Thelma wanted to walk in, but Sam picked up his once-dainty bride and carried her, which I heartily approved of. She was supposed to have a couple more weeks to go, at least we thought. No sense in too much activity hurrying things.

“Me! Me!” Georgie yelled. “Carry me!”

His father didn’t seem to hear him, so I swooped up the little tike and started for the house.

“I wa’ appasauce!” he told me, and I remembered the mess I’d not quite finished cleaning up. Maybe Sarah had gotten it. She’d stayed inside, and she was always extra good help. Which made me think of Rorey. The oldest Hammond girl still at home, she was supposed to be around here somewhere, but lately she was doing just as little as she could.
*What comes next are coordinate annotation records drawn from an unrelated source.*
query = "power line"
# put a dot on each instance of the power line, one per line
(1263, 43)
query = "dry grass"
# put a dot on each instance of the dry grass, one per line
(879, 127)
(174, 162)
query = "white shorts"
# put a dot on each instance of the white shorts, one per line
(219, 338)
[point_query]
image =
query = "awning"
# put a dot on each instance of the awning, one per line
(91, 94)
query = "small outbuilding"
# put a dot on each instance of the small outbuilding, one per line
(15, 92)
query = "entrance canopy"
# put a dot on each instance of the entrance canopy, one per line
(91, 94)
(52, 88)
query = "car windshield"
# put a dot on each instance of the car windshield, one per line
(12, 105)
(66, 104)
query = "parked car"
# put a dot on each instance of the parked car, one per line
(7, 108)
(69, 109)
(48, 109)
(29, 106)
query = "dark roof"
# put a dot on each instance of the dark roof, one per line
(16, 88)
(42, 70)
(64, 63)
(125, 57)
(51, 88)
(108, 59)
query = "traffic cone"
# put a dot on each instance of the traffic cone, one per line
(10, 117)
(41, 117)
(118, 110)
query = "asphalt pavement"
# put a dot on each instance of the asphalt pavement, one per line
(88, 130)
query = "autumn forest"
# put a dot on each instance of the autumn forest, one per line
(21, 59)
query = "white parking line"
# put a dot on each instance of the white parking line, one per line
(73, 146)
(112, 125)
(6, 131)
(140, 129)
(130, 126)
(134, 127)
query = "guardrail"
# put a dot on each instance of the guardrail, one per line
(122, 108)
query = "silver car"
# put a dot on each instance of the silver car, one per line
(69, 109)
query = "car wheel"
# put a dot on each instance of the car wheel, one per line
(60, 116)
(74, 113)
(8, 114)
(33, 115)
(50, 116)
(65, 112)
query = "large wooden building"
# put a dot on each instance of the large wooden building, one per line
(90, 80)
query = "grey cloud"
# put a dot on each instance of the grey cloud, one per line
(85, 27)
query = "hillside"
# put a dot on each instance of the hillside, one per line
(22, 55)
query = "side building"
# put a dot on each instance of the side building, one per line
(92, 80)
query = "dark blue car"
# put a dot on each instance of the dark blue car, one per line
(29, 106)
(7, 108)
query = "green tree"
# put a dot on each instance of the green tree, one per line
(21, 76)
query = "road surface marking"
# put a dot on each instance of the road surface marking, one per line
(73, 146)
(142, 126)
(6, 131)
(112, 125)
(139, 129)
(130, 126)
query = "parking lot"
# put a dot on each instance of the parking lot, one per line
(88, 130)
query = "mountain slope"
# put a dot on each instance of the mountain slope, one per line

As if reading my mind, Harry yelled, “Hey, Rorey!”

I looked but couldn’t see her anywhere.

“Whatcha doin’ up a tree?” Harry laughed and then bounded on into the house with the milk pail, not too full, obviously, or it would be spilling all the way. Twelve years old and he still could hardly walk for running everywhere he went. He’d been a pill when he was younger, that was for sure.

“Looky! Looky!” Georgie screamed in my ear. Thanks to his pointing, I finally saw Rorey sitting two stories up in our sweet gum tree, a book across her lap. Her diary, almost surely. And she was writing in it, scarcely looking our way for all that was going on.

“Supper before long, Lord willing!” I called to her.

“Oh,” she said, barely loud enough for me to hear. “I’ll be down pretty soon.”

“I hope so.” I shook my head. A thirteen-year-old up a tree and paying the rest of us no mind. She’d better get down before her father arrived or she’d catch the dickens from him. But I didn’t feel like warning her.